En nombre del mérito (Parte II) | Opinión

Finalmente, considero necesario destacar la intervención del historiador Nelson Pereyra quien haría distintas precisiones bastante bien acotadas –con las cuales, en su mayoría, coincido—; y que, tendrían que ver con cuestiones de carácter técnico y pragmático para la constitución, mantenimiento y sostenimiento de la carrera. Y en ese sentido, mencionaría algo fundamental, y es que hoy en día toda carrera obedece a las necesidades de un nicho de mercado. Y no sólo porque la SUNEDU lo contemple entre sus exigencias, sino que indefectiblemente se requiere de un estudio de mercado y de un profesional especialista en el campo del arte y la cultura –dado que, a diferencia de un contador o economista, sus criterios direccionaran y orientaran el estudio a los objetivos reales de la carrera.

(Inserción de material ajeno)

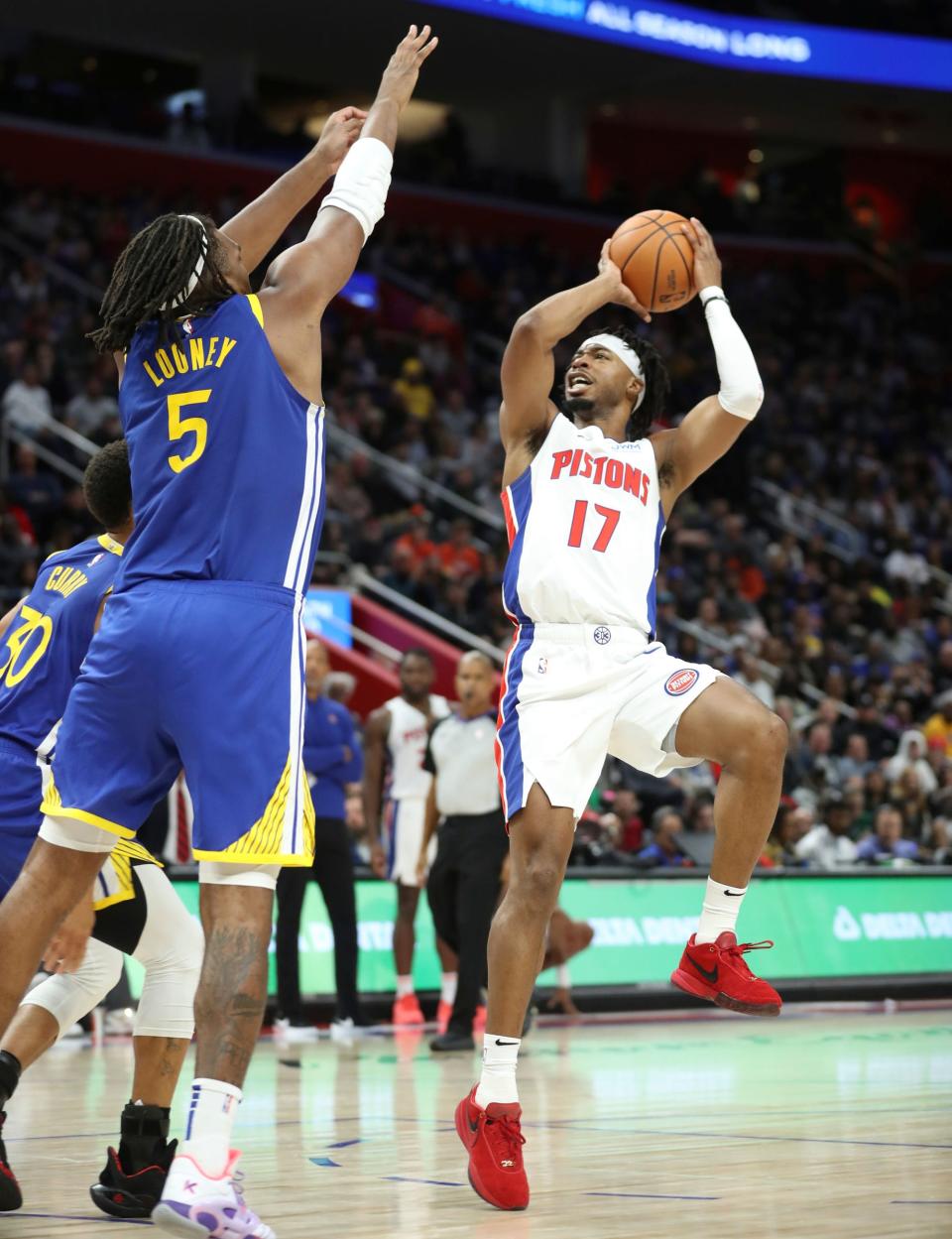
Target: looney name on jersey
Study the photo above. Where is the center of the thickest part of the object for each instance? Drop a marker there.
(601, 471)
(65, 580)
(200, 356)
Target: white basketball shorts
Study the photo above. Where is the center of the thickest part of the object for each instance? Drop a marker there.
(573, 694)
(405, 822)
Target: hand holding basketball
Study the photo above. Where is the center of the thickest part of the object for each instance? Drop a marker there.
(707, 264)
(618, 293)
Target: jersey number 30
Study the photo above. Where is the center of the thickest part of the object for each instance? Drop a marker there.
(18, 663)
(609, 523)
(179, 427)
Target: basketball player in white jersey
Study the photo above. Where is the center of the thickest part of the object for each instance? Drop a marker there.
(587, 493)
(397, 734)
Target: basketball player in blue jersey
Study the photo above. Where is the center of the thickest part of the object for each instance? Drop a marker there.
(133, 906)
(587, 493)
(199, 660)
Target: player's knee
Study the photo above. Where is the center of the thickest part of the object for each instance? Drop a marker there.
(538, 882)
(774, 739)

Así, los resultados del estudio de mercado no solamente garantizarán la sostenibilidad de dicha carrera –porque, como bien lo mencionaría Pereyra, «de nada sirve una carrera que se va a agotar con dos promociones»—; sino determinarán el perfil de los profesionales de la carrera, las áreas del conocimiento, los objetivos, y luego la malla curricular.

El debate está abierto, y el compromiso del rector quedaría manifiesto en el auditorio. Ahora, es tiempo de la acción. Tal como lo manifestaría el antropólogo y docente de la universidad Félix Rojas Orellana, «mi mensaje es una provocación directa a su gestión, el arte no puede esperar más en los estantes, en los anaqueles o en los archivos de nuestros computadores (…) las propuestas en papel son promesas, pero, la creación de esta escuela necesita de una acción inmediata (…) no necesitamos más burocracia, necesitamos voluntad política y administrativa».